On 19 July 2019, the applicant contacted the Tribunal and indicated he did not intend to respond to the s359(2) letter or complete the questionnaire. He stated that he had no documents. In circumstances where the only evidence of enrolment before the Tribunal is a confirmation of enrolment for study from 6 November 2017 with a completion date of 31 December 2018, the Tribunal considers the determinative issue in the applicant’s case has changed as a current confirmation of enrolment has not been provided and the applicant’s own submission is that he does not have any documents to provide the Tribunal with. There is no evidence before the Tribunal that the applicant is currently enrolled or that he has been enrolled in a registered course at all times while in Australia as the holder of a student visa and most significantly from 31 December 2018. It is the applicant’s responsibility to ensure he is complying with the conditions of his visa at all times.
The Tribunal has no evidence of a current Confirmation of Enrolment which would establish that the applicant meets the essential requirement under clause 500.211(a). The applicant has had an adequate opportunity to obtain such evidence over the last eight months and certainly since receiving the s359(2) letter in May of this year.

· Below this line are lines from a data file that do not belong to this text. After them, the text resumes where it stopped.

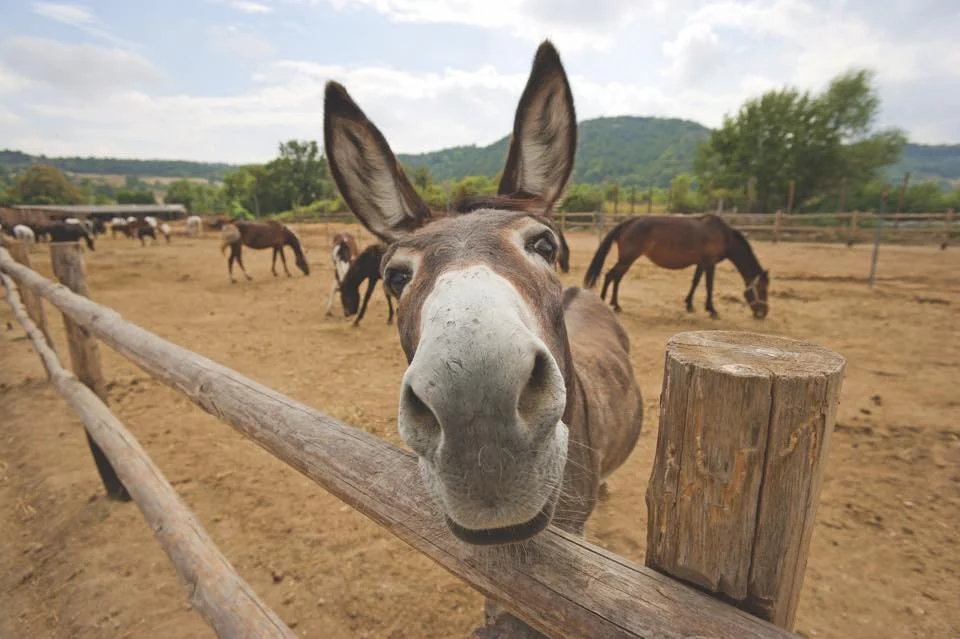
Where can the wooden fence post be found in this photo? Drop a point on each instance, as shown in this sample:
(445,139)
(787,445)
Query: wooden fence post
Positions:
(85,354)
(745,425)
(947,226)
(31,301)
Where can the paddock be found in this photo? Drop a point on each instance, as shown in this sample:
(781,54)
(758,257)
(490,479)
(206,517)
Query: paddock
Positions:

In the circumstances, the question of whether the applicant meets the criteria under clause 500.211 has become determinative for the purposes of the case before the Tribunal. If the applicant does not meet the criteria under clause 500.211, then there is no utility in the Tribunal proceeding to consider whether the genuine temporary entrant criteria are met under clause 500.212.
The applicant does not meet the regulatory requirements for the grant of a student visa because there is no evidence satisfying any of the criteria in clause 500.211 of the Regulations.
CONCLUSIONS
Therefore, the Tribunal is not satisfied that at the time of its decision, the applicant was enrolled in a course of study and accordingly clause 500.211 of the Regulations is not met.
Given the above findings, the Tribunal finds that the criteria for the grant of a Subclass 500 (Student) visa are not met. The applicant does not claim to meet the criteria for a Subclass 590 (Student Guardian) visa. Accordingly, the decision under review must be affirmed.
DECISION
The Tribunal affirms the decision not to grant the applicant a Student (Temporary) (Class TU) visa.